Cohen also noted many local Finns were unsatisfied with the first room design, saying its architecture was too modern. It wasn’t until an Idaho-based historian specializing in Finnish log houses, Frank Eld, got involved with the project that room plans reflected the colonial-era log cabin construction. They will build the room under Eld’s guidance using original 100-year-old Finnish cabin logs using traditional Finnish tools, according to the project website.
Also included in building plans are elements of the traditional Finnish sauna, which for Finnish pioneers, Cohen said, even predates the log cabin. It’s her hope that this room will educate more Americans on Finnish history and culture.

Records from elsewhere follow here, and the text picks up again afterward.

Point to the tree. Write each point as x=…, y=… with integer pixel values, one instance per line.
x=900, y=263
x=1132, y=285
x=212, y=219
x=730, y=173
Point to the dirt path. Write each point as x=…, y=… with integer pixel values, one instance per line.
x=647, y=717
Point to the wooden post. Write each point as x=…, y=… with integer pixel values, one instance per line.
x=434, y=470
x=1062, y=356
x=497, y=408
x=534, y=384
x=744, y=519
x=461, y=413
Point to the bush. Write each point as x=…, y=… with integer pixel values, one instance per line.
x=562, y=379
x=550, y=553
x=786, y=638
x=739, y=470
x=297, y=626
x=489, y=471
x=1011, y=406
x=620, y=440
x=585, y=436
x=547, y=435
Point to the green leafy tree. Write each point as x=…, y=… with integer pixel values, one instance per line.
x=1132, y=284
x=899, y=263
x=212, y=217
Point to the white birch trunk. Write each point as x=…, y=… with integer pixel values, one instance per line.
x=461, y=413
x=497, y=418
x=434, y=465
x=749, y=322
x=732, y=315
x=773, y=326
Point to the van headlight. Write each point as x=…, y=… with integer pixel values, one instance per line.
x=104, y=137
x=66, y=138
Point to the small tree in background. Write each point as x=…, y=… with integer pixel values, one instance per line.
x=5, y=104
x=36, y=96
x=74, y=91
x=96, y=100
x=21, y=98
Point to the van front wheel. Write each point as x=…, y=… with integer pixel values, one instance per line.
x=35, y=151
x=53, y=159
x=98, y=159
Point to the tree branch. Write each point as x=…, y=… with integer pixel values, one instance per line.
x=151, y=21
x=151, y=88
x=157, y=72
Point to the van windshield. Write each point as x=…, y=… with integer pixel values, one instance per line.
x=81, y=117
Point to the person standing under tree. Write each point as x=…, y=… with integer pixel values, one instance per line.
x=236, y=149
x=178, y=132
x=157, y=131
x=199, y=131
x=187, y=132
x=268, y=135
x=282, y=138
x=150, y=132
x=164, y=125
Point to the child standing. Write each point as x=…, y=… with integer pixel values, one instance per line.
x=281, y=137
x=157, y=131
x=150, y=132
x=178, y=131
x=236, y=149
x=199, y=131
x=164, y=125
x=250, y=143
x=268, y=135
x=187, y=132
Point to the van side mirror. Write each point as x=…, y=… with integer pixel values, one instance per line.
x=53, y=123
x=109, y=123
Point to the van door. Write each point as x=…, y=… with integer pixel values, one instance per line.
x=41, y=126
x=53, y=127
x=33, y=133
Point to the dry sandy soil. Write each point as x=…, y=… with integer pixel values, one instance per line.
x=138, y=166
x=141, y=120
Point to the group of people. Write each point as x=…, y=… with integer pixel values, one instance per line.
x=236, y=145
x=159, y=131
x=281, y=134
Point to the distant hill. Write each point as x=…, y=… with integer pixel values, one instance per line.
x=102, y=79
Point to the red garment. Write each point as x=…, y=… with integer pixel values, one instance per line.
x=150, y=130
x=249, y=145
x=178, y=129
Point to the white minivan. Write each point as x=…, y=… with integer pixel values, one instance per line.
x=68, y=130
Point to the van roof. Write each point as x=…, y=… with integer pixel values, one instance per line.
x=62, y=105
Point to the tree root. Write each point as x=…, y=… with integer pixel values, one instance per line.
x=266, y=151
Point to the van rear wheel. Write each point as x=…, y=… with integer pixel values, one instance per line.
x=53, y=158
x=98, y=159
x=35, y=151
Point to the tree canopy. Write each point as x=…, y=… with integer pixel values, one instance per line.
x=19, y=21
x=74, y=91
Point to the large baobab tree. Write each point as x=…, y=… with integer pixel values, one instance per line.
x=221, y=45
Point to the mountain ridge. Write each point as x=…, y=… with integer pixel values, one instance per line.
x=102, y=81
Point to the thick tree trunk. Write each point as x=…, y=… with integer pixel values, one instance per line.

“It was and still is like there is something missing,” Cohen said, “When the country who had pioneered most of the West and the East and had made progress on the development of the beginning of the independent United States did not have a room in the Cathedral of Learning.”
Masalehdan feels similarly about the Iranian room — saying Iranian culture has been influential in history and architecture.
“I think it would be a disservice to not let students know about another flourishing culture like Iran,” he said.
Both rooms, when complete, will be part of an attraction that already houses cultures and heritages from far-flung corners of the world.
“[It’s] the only attraction of our kind in the world,” Bruhns said, “where the immigrants build their culture into a classroom.”
Correction: Pitt was founded in 1787, not 1782.